The natural tendency of this is toward societal entropy and political anarchy.
And absurdity. As we now see on university campuses, the mere presence on campus of someone from the Out Group is taken as the equivalent of actual physical violence. Thank God at least some college students aren’t having it. A few days ago, as mentioned above, we enjoyed the spectacle of a Jewish talking head interviewing Ted Cruz, whose father was born in Cuba, and demanding that Cruz “prove” he’s “really Cuban.” For starts, huh? I wasn’t aware that Cruz was running for Castro’s job. I thought he was running for U.S. President. But Halperin — the talking head in question — goes, as one Twitter feed has observed, “full racist” on the subject, interviewing Ted Cruz and expecting Ricky Ricardo. Needless to say, this has not resonated at all well with any number of people, on both ends of the ideology spectrum. Twitter is collecting people’s suggestions for questions that Halperin can ask of the other candidates to prove up their identity bona fides. Among my favorites are the one for Sen. Warren, asking how she applies her war paint, or for Dr. Carson, asking whether he prefers watermelon or fried chicken. Or for Halperin himself, asking where he hides his Jew gold (hell’s bells, we might as well go full blood-libel on him and ask if he’s recently used the blood of any Christian children while desecrating the Host).

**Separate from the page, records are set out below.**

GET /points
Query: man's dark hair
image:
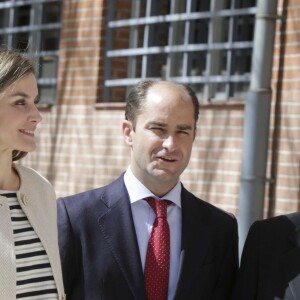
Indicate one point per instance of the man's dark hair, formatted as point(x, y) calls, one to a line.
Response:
point(137, 96)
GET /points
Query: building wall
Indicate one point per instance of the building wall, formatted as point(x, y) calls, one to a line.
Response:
point(80, 144)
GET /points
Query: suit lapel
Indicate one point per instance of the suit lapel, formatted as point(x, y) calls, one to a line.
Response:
point(118, 230)
point(291, 260)
point(193, 245)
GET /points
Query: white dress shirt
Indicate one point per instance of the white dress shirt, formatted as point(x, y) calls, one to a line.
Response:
point(143, 217)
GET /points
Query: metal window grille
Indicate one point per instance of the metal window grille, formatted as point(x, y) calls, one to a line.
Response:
point(33, 26)
point(204, 43)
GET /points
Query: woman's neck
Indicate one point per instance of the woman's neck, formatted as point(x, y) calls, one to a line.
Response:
point(9, 178)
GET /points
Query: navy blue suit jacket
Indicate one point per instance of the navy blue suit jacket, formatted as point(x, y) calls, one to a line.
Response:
point(100, 254)
point(270, 265)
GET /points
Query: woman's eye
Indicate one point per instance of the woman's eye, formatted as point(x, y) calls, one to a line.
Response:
point(20, 102)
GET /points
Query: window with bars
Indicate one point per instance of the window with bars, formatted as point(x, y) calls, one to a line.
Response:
point(34, 27)
point(204, 43)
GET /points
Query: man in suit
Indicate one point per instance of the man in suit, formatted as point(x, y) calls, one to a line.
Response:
point(104, 233)
point(270, 265)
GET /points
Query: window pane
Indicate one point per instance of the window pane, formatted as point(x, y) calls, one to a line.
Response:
point(47, 93)
point(48, 67)
point(22, 15)
point(52, 12)
point(49, 39)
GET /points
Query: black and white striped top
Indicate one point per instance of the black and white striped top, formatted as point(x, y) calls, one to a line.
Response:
point(34, 273)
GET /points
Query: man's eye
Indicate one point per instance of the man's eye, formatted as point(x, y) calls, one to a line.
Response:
point(183, 132)
point(20, 102)
point(157, 128)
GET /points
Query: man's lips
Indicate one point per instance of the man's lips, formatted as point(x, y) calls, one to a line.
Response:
point(27, 132)
point(167, 159)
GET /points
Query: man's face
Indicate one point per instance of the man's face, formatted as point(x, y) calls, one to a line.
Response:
point(162, 141)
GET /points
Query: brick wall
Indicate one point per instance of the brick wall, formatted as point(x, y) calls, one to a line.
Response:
point(81, 147)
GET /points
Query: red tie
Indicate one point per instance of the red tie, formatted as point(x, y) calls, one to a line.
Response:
point(158, 253)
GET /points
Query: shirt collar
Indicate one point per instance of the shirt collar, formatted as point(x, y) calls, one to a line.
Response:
point(138, 191)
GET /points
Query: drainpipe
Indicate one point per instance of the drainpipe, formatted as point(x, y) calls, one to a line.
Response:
point(256, 120)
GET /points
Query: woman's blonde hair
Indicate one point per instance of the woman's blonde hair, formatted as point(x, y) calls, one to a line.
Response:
point(13, 66)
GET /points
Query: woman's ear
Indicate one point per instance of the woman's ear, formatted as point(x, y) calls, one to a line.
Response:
point(127, 132)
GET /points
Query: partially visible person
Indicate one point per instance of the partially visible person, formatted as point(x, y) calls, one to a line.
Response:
point(29, 257)
point(270, 264)
point(144, 236)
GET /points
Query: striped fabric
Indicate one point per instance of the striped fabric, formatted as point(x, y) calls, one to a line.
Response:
point(34, 274)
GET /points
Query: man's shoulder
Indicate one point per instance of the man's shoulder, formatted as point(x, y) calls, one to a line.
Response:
point(278, 223)
point(92, 194)
point(205, 207)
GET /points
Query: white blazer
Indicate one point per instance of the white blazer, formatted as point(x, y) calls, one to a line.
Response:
point(38, 201)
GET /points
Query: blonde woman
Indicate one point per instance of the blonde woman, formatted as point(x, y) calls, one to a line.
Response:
point(29, 256)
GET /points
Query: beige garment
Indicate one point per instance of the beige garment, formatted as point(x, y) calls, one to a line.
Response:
point(38, 201)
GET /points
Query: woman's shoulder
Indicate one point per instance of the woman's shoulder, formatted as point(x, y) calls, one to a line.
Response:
point(28, 174)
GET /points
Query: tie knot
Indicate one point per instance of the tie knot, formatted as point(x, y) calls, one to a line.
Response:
point(159, 206)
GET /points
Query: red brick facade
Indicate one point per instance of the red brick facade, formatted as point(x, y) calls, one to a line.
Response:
point(80, 145)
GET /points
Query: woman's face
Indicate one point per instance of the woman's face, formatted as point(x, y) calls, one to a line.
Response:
point(19, 115)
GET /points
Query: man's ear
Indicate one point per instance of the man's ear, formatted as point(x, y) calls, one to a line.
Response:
point(127, 132)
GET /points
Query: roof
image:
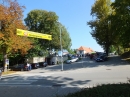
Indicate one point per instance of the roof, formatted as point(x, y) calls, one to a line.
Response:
point(89, 50)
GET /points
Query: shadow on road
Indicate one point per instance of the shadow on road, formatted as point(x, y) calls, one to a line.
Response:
point(88, 63)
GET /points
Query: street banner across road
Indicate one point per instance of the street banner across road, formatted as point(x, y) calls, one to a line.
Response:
point(33, 34)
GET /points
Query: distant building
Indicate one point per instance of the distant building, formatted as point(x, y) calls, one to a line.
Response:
point(84, 50)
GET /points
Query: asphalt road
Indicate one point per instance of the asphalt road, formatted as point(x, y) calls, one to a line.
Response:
point(51, 81)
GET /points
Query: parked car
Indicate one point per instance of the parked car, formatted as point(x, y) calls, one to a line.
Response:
point(101, 58)
point(35, 65)
point(19, 67)
point(73, 59)
point(43, 64)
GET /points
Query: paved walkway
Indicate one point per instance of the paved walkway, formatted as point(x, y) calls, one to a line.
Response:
point(29, 90)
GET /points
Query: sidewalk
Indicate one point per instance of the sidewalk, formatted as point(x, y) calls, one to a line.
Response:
point(35, 91)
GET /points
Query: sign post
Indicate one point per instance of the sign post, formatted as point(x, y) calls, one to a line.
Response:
point(33, 34)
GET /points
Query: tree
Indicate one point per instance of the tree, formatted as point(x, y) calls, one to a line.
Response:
point(101, 26)
point(10, 19)
point(122, 18)
point(46, 22)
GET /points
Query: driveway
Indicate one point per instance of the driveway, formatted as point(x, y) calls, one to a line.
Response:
point(51, 81)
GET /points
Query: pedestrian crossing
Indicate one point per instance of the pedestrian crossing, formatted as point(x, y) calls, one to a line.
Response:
point(16, 81)
point(24, 79)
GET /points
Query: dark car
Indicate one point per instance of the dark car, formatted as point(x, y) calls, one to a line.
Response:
point(101, 58)
point(35, 65)
point(19, 67)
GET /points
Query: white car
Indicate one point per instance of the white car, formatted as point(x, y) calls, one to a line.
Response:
point(72, 60)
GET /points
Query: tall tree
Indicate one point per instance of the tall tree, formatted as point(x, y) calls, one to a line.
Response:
point(101, 25)
point(122, 18)
point(46, 22)
point(10, 19)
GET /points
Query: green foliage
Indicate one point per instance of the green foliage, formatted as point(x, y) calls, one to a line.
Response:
point(46, 22)
point(101, 26)
point(122, 18)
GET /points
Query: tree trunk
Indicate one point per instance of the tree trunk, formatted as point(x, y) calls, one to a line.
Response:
point(5, 64)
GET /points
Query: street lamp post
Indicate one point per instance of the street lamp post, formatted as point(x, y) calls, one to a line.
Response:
point(61, 49)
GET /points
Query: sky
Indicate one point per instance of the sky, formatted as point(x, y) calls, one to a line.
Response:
point(73, 14)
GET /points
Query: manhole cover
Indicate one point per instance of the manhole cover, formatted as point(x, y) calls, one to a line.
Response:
point(108, 69)
point(56, 85)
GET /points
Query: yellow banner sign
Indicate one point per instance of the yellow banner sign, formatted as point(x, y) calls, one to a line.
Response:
point(33, 34)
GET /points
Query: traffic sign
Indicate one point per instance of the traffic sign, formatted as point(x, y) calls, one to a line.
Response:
point(33, 34)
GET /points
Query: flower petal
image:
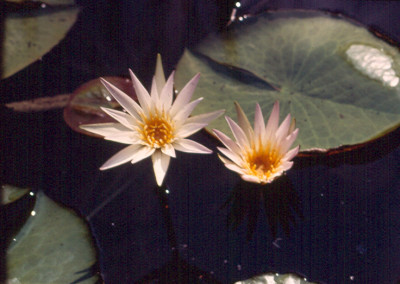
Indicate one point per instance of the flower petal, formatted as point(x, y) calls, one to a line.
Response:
point(159, 75)
point(232, 146)
point(283, 129)
point(167, 92)
point(251, 178)
point(183, 114)
point(169, 150)
point(259, 125)
point(121, 157)
point(190, 146)
point(291, 154)
point(273, 121)
point(106, 129)
point(206, 117)
point(234, 157)
point(231, 166)
point(142, 153)
point(141, 93)
point(238, 133)
point(188, 129)
point(160, 166)
point(123, 118)
point(184, 95)
point(123, 99)
point(244, 122)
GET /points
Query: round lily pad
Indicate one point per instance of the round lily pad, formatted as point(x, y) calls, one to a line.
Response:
point(53, 246)
point(31, 33)
point(339, 81)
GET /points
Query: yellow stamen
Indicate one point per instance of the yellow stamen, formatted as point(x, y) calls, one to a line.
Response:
point(157, 130)
point(262, 163)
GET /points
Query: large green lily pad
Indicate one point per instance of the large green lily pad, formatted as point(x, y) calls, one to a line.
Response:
point(53, 246)
point(30, 35)
point(337, 79)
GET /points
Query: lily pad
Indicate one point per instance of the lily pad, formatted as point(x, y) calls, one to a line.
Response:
point(275, 278)
point(54, 246)
point(306, 60)
point(84, 104)
point(28, 35)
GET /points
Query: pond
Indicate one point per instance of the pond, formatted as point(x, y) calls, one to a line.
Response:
point(332, 218)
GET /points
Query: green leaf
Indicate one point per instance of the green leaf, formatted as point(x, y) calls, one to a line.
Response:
point(30, 35)
point(54, 246)
point(300, 59)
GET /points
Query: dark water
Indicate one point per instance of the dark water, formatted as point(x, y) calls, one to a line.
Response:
point(348, 230)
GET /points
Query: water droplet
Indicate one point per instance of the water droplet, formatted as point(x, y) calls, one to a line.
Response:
point(374, 63)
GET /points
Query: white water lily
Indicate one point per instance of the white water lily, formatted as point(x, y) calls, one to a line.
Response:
point(157, 127)
point(261, 154)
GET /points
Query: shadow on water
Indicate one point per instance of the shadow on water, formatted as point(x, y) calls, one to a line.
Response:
point(281, 203)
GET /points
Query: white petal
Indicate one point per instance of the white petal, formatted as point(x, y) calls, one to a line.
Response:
point(286, 143)
point(251, 178)
point(142, 153)
point(184, 95)
point(188, 129)
point(291, 154)
point(122, 157)
point(159, 74)
point(123, 118)
point(190, 146)
point(160, 166)
point(231, 155)
point(183, 114)
point(169, 150)
point(273, 121)
point(206, 117)
point(167, 92)
point(283, 129)
point(243, 121)
point(154, 94)
point(227, 141)
point(106, 129)
point(231, 166)
point(238, 133)
point(124, 138)
point(141, 93)
point(123, 99)
point(259, 125)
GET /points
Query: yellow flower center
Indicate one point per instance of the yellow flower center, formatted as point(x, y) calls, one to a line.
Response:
point(262, 163)
point(157, 130)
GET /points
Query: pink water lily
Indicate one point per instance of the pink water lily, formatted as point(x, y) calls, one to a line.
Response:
point(155, 127)
point(261, 154)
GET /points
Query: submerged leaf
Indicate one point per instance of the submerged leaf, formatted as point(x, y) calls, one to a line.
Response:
point(29, 35)
point(303, 55)
point(54, 246)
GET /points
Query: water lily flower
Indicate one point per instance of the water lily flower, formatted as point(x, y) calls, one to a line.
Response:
point(157, 127)
point(262, 154)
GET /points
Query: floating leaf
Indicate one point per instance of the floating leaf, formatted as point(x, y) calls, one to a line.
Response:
point(54, 246)
point(28, 35)
point(301, 59)
point(85, 102)
point(274, 278)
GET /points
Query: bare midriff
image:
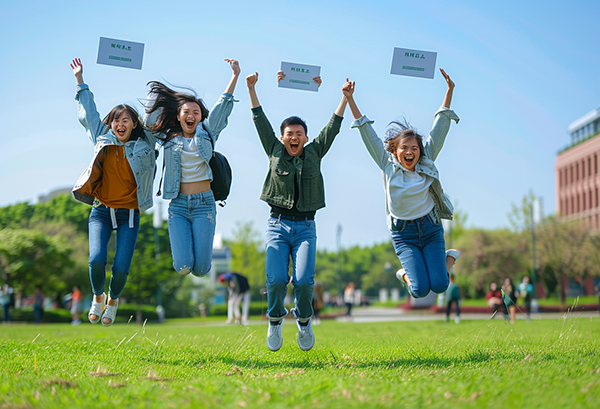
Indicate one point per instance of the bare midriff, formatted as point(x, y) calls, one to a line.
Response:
point(192, 188)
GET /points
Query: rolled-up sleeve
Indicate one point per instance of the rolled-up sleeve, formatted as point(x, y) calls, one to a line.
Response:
point(437, 136)
point(218, 116)
point(372, 142)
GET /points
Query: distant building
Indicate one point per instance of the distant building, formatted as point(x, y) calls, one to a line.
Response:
point(576, 172)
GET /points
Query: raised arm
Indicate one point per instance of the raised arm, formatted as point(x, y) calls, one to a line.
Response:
point(251, 81)
point(77, 70)
point(86, 107)
point(235, 67)
point(348, 91)
point(449, 91)
point(441, 124)
point(372, 142)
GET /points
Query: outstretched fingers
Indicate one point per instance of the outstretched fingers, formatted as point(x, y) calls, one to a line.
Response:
point(234, 64)
point(348, 88)
point(280, 76)
point(251, 80)
point(450, 83)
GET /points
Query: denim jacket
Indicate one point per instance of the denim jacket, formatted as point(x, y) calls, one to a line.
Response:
point(390, 166)
point(279, 185)
point(139, 153)
point(215, 123)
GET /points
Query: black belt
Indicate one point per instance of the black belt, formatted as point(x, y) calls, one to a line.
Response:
point(291, 218)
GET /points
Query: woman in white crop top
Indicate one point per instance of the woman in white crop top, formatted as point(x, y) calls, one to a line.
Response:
point(187, 129)
point(415, 201)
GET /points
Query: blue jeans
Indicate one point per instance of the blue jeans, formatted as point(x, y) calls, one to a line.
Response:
point(192, 231)
point(420, 246)
point(100, 228)
point(297, 239)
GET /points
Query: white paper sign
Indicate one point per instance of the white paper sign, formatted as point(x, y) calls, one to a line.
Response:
point(300, 76)
point(120, 53)
point(414, 63)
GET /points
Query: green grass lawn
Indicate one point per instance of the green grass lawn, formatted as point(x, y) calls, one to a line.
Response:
point(545, 363)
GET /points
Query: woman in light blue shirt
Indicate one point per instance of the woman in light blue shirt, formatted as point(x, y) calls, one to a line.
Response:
point(188, 133)
point(415, 201)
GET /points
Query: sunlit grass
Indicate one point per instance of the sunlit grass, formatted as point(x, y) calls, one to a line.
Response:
point(544, 363)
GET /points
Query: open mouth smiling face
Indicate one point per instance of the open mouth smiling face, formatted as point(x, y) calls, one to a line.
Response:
point(189, 117)
point(122, 127)
point(294, 138)
point(408, 153)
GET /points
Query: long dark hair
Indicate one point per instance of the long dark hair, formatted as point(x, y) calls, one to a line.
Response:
point(171, 102)
point(399, 130)
point(116, 112)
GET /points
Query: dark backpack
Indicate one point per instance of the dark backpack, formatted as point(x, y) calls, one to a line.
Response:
point(221, 183)
point(219, 165)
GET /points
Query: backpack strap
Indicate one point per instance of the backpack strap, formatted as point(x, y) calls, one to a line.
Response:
point(162, 172)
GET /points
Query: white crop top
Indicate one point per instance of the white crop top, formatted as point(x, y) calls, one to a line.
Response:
point(193, 167)
point(409, 194)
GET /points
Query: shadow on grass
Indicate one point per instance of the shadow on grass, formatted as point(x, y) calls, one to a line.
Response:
point(321, 360)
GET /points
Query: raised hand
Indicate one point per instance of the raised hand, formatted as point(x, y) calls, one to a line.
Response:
point(348, 88)
point(450, 83)
point(77, 67)
point(280, 76)
point(449, 91)
point(251, 80)
point(235, 66)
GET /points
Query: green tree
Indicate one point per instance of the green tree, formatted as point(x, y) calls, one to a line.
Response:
point(490, 255)
point(563, 251)
point(150, 270)
point(248, 256)
point(30, 258)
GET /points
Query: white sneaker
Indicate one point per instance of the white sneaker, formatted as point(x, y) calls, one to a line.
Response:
point(306, 338)
point(274, 337)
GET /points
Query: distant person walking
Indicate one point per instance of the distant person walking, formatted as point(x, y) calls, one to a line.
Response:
point(349, 299)
point(510, 298)
point(6, 300)
point(526, 293)
point(239, 290)
point(38, 305)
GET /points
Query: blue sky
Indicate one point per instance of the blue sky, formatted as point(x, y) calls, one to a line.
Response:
point(524, 71)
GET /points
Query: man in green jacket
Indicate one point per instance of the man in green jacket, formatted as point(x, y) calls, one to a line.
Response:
point(294, 190)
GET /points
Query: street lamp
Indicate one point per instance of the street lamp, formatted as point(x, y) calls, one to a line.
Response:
point(157, 224)
point(535, 218)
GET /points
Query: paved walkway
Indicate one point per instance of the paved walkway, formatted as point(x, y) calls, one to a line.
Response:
point(374, 314)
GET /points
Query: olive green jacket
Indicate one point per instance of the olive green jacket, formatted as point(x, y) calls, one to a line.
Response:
point(284, 169)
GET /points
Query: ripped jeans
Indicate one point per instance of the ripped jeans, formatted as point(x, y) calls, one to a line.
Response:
point(420, 246)
point(296, 240)
point(191, 221)
point(102, 222)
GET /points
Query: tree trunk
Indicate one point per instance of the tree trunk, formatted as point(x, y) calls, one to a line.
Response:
point(562, 292)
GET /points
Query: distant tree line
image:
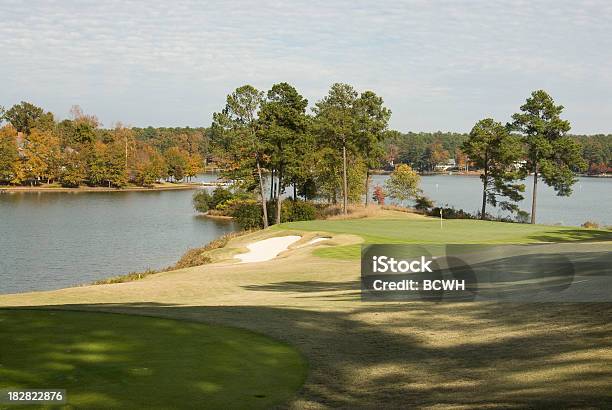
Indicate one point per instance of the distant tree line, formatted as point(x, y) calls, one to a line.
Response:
point(425, 150)
point(325, 152)
point(35, 149)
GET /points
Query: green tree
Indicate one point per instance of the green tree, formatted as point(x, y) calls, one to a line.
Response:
point(150, 166)
point(235, 128)
point(335, 125)
point(282, 126)
point(494, 150)
point(10, 163)
point(551, 154)
point(42, 154)
point(74, 170)
point(372, 119)
point(177, 161)
point(403, 184)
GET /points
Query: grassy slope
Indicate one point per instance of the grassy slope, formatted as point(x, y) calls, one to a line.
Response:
point(405, 229)
point(120, 361)
point(367, 354)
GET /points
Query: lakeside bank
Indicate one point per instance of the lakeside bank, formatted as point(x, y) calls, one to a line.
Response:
point(53, 188)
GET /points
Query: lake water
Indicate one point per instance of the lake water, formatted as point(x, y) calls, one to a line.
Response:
point(55, 240)
point(591, 200)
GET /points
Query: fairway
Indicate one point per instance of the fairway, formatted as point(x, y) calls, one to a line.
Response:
point(118, 361)
point(409, 229)
point(360, 354)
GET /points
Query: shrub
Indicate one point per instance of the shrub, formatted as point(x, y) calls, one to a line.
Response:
point(201, 200)
point(423, 203)
point(379, 195)
point(590, 225)
point(247, 214)
point(297, 211)
point(219, 196)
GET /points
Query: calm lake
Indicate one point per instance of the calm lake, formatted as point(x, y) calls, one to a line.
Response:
point(55, 240)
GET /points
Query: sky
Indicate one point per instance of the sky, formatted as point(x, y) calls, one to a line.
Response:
point(439, 65)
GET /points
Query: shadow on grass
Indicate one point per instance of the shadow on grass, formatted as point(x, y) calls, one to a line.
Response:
point(424, 354)
point(571, 235)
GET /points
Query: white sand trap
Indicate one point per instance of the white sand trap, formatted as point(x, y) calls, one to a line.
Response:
point(267, 249)
point(313, 241)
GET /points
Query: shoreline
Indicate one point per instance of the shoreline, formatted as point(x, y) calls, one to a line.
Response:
point(38, 189)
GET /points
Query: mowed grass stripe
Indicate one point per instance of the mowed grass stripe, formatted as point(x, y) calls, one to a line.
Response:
point(409, 230)
point(127, 362)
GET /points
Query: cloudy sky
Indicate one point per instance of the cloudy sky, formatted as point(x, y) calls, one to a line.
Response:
point(439, 65)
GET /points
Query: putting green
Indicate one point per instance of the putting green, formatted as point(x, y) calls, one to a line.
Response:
point(429, 230)
point(119, 361)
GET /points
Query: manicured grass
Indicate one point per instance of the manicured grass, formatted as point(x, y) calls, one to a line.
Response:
point(410, 230)
point(120, 361)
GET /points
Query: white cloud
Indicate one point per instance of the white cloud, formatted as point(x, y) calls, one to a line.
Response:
point(439, 65)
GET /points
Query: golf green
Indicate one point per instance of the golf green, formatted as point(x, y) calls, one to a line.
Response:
point(432, 230)
point(107, 360)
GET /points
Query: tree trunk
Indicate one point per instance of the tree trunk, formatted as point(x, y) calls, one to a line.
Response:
point(278, 197)
point(272, 185)
point(534, 193)
point(485, 183)
point(263, 198)
point(344, 180)
point(367, 185)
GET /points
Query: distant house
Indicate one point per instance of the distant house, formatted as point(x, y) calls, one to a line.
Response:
point(448, 165)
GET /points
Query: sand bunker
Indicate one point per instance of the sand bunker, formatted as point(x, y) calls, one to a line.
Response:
point(315, 240)
point(267, 249)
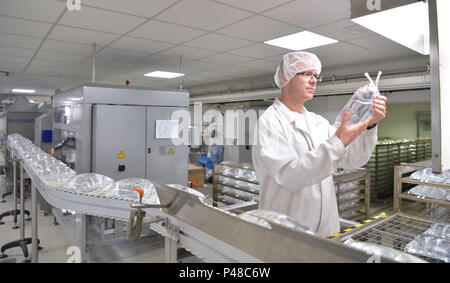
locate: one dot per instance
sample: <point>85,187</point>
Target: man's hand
<point>347,134</point>
<point>379,110</point>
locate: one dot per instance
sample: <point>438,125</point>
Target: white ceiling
<point>47,47</point>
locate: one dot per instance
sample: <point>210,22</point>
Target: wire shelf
<point>394,232</point>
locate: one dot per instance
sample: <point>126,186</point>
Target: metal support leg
<point>22,242</point>
<point>15,211</point>
<point>34,224</point>
<point>171,243</point>
<point>15,193</point>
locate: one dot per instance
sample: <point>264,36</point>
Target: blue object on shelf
<point>47,136</point>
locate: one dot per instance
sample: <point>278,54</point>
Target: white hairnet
<point>293,63</point>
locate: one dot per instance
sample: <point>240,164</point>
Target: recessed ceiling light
<point>165,75</point>
<point>301,40</point>
<point>19,90</point>
<point>407,25</point>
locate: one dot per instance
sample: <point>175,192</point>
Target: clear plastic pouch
<point>87,183</point>
<point>360,105</point>
<point>430,246</point>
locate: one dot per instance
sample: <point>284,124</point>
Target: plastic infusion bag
<point>360,105</point>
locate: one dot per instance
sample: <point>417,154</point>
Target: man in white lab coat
<point>297,151</point>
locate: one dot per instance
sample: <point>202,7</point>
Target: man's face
<point>304,84</point>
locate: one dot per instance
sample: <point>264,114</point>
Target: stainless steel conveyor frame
<point>187,221</point>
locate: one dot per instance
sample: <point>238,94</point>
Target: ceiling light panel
<point>407,25</point>
<point>301,40</point>
<point>165,75</point>
<point>21,90</point>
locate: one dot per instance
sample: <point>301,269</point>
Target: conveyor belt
<point>211,233</point>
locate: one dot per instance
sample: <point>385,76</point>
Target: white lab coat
<point>294,158</point>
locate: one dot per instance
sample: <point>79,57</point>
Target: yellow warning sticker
<point>121,154</point>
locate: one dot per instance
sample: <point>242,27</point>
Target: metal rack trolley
<point>400,179</point>
<point>388,154</point>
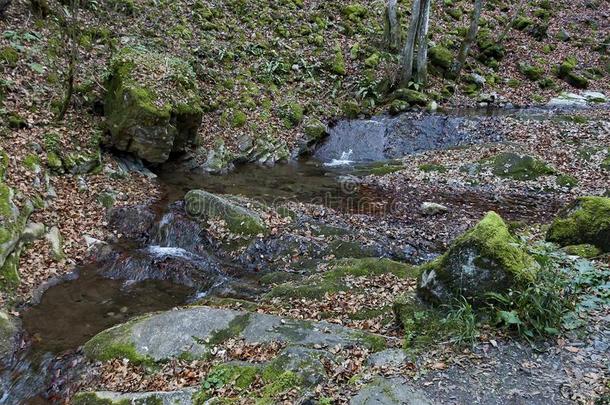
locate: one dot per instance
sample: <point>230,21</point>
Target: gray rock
<point>389,391</point>
<point>196,330</point>
<point>181,397</point>
<point>387,358</point>
<point>56,242</point>
<point>8,332</point>
<point>430,208</point>
<point>239,220</point>
<point>33,231</point>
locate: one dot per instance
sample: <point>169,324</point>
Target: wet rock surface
<point>385,138</point>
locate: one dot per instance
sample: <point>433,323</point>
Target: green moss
<point>6,204</point>
<point>455,13</point>
<point>351,109</point>
<point>239,220</point>
<point>90,398</point>
<point>4,163</point>
<point>53,161</point>
<point>236,327</point>
<point>373,60</point>
<point>337,63</point>
<point>565,180</point>
<point>9,56</point>
<point>239,119</point>
<point>585,250</point>
<point>292,113</point>
<point>440,57</point>
<point>314,130</point>
<point>531,72</point>
<point>521,23</point>
<point>354,12</point>
<point>412,97</point>
<point>31,162</point>
<point>585,221</point>
<point>386,169</point>
<point>519,167</point>
<point>115,343</point>
<point>9,273</point>
<point>332,281</point>
<point>432,167</point>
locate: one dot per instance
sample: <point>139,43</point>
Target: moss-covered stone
<point>585,250</point>
<point>152,105</point>
<point>519,167</point>
<point>587,220</point>
<point>337,63</point>
<point>412,97</point>
<point>332,281</point>
<point>9,56</point>
<point>531,72</point>
<point>239,220</point>
<point>114,343</point>
<point>440,57</point>
<point>487,258</point>
<point>314,130</point>
<point>432,167</point>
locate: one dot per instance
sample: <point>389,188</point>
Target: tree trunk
<point>512,20</point>
<point>421,69</point>
<point>468,40</point>
<point>406,59</point>
<point>392,26</point>
<point>73,37</point>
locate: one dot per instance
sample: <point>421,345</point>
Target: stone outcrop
<point>152,106</point>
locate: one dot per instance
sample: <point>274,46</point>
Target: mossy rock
<point>152,105</point>
<point>432,167</point>
<point>314,130</point>
<point>412,97</point>
<point>585,250</point>
<point>587,220</point>
<point>292,114</point>
<point>351,109</point>
<point>354,12</point>
<point>531,72</point>
<point>519,167</point>
<point>440,57</point>
<point>398,106</point>
<point>9,56</point>
<point>337,63</point>
<point>332,281</point>
<point>521,23</point>
<point>239,220</point>
<point>486,259</point>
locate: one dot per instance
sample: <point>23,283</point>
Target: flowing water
<point>100,295</point>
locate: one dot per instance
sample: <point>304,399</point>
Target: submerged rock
<point>152,106</point>
<point>519,167</point>
<point>194,331</point>
<point>239,220</point>
<point>587,220</point>
<point>485,259</point>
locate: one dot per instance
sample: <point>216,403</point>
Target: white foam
<point>344,160</point>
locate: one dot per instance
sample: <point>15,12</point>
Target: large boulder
<point>587,220</point>
<point>485,259</point>
<point>238,219</point>
<point>152,106</point>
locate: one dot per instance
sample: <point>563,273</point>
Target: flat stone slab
<point>389,391</point>
<point>181,397</point>
<point>195,330</point>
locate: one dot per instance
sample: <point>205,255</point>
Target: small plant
<point>537,309</point>
<point>462,321</point>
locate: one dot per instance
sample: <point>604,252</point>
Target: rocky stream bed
<point>279,284</point>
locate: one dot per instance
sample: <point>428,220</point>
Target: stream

Of course, this descent into identity madness offers the Republican party an enormous opportunity, if it’s collectively smart enough to seize it. Its challenge is so to conduct itself, and so to present itself, that it can demonstrate to the voters at large — and especially those who are put off by all this my-ass-is-blackest demagoguery — that it genuinely takes seriously the motto “E pluribus Unum.” What it cannot credibly do is play the identity game with the left-extremists. Cruz, I think, gets that much: He politely declined Halperin’s invitation to welcome Bernie Sanders to the race in Spanish.
Exit bonus question: Does anyone really expect Mark Halperin to suffer any consequences for what would have already got him fired and ostracized, had he done the same to Dear Leader or any other Democrat?